By Jacob Wheeler
When the US Army Corps of Engineers measured Lake Michigan and Lake Huron water levels at the end of December, they discovered that the depth had receded to 576.15 feet above sea level — breaking the record for the previous all-time-low of 576.2 feet set in 1964. That’s not a record to celebrate.
Numbers are complex and difficult to comprehend. But beaches along Sleeping Bear Bay offered more clarity, and sobering clarity at that. The shoreline has receded substantially from previous years, leaving behind a hard, rocky surface in places, and prompting widespread alarm.
Rob Karner, a biology teacher at the Leelanau School who uses the school’s beach to launch his Hobie Cat into Lake Michigan, hasn’t seen anything like this in the 36 years since he moved to Glen Arbor. A year-round fitness buff, Karner is pragmatic and admits that the receded shoreline and hard surface makes it easier for joggers — but it will also force him to drag his boat further before he reaches the water. It’s clear that the potential long-term costs outweigh any immediate benefits.
As a watershed biologist for the Glen Lake Association and a landowner on the Crystal River, Karner is triply concerned about low water levels.

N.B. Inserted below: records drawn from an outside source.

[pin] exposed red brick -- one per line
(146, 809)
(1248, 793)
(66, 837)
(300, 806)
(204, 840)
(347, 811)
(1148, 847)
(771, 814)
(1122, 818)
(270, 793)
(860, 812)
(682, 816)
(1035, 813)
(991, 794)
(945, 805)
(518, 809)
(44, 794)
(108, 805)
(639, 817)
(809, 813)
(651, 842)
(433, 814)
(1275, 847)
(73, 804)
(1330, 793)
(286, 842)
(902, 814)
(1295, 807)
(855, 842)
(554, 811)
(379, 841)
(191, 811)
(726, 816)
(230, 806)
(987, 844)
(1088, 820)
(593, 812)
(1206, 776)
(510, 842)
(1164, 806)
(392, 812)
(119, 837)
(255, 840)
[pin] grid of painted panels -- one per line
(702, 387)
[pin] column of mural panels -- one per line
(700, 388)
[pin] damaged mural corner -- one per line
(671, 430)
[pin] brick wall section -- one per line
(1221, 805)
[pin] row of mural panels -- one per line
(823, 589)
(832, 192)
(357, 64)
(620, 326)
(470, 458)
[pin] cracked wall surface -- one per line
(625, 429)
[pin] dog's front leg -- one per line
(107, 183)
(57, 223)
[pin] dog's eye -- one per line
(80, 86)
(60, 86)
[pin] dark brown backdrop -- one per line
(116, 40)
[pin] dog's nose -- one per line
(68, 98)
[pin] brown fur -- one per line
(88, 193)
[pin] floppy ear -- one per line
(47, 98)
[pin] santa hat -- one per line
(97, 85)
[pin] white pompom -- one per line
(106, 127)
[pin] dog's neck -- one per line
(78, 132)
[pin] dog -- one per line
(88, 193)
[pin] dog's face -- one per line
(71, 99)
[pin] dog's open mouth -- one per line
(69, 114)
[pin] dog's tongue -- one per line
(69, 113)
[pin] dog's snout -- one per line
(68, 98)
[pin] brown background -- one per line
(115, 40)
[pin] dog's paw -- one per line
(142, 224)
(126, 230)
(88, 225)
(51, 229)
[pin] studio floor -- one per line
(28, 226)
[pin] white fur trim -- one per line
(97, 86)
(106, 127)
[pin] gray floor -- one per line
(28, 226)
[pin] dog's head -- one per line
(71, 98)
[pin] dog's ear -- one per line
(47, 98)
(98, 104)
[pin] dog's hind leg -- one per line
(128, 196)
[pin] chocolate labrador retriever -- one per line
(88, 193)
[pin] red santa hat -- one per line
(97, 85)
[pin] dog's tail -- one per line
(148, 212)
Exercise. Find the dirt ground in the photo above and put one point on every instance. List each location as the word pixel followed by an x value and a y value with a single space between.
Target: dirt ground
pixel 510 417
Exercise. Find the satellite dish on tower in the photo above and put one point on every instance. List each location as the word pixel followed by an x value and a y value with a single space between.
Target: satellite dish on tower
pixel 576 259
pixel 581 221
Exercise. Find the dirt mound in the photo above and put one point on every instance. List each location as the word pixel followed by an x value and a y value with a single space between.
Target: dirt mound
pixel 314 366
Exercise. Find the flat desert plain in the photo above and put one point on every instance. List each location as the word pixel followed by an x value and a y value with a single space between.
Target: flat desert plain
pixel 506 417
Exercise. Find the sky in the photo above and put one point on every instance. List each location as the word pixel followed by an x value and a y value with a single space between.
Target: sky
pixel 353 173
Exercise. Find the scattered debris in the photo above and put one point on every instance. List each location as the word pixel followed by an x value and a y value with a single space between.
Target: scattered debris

When he drives along County Road 675, between his house and Glen Arbor, he sees vegetation where the river used to flow. As for the Glen Lakes, he encourages boat owners to invest in flat-bottom crafts, or boats with engines that can be tilted back, to decrease their draw and make them more versatile in shallow waters.
But what happened to our precious water? Is it being secretly pumped to the dry Southwest to feed golf courses and lawns in Phoenix? Is it Climate Change? Or is this all an aberration?
“Evaporation is the number one issue,” explains Karner. “When you don’t have ice cover during the winter months, coupled with warmer temperatures and wind — that’s the main culprit. We’ve gone too many winters in a row where Big Glen Lake doesn’t freeze over, exposing water to year-round evaporation.”
The day we spoke in mid-January, the wind was howling at 30 knots, and despite a healthy snowfall left by Winter Storm Draco just before Christmas, temperatures hadn’t remained cold enough for Big Glen to freeze over. Karner reminded me that, last winter, Big Glen finally froze over late in the season, but it didn’t stay long.
“It froze for a handful of weeks, not a handful of months,” he said. “If that trend continues, our lake levels could be set up for a lot of water loss, and lower levels could be the norm rather than an anomaly.”
Fellow Leelanau School science teacher Joe Blondia doesn’t shy away from the bigger, and alarming, picture when discussing low water levels in the classroom.
“What I’m telling kids is that it’s 113 degrees in Australia today; we just had record average temperature set in the United States; the polar ice caps are disappearing, but we’ve still got Senators calling this voodoo science,” says Blondia. “We can all agree that we put a man on the moon and built the internal combustion engine, but we can’t all look at a thermometer and see that the red line is higher than it was five years ago. This is global warming. Whether the climate is changing is no longer up for debate.”
Blondia recalls that, in the late 1990s, the school took students down to the beach to move the lifeguard stand further offshore so that it wouldn’t get submerged. Now the wooden stand sits 50 yards from the water’s edge.
What would Climate Change mean, long-term, for northern Michigan? According to longtime television meteorologist Dave Barrons (as reported in the Glen Arbor Sun’s July 2012 story “Will climate change kill the Michigan cherry?”): Overnight low temperatures would increase, winters would become sloppier and ski resorts would have to make more snow. Ice on the lakes would decrease, as evidenced by the Grand Traverse bays freezing only once or twice a decade, whereas they once froze in eight out of 10 winters. Warmer temperatures would cause more wintertime water evaporation, which would shrink water levels and expose more beaches. Rainfall patterns would change, bringing more downpours in the spring and fall, marked by significant dry spells in between. And rising temperatures would allow more insects and pests to survive through mild winters.
What’s the solution?
“Pray for rain, pray for snow,” answered Karner. “That would make everything go away. If we get healthy wintertime precipitation, it solves the problem.”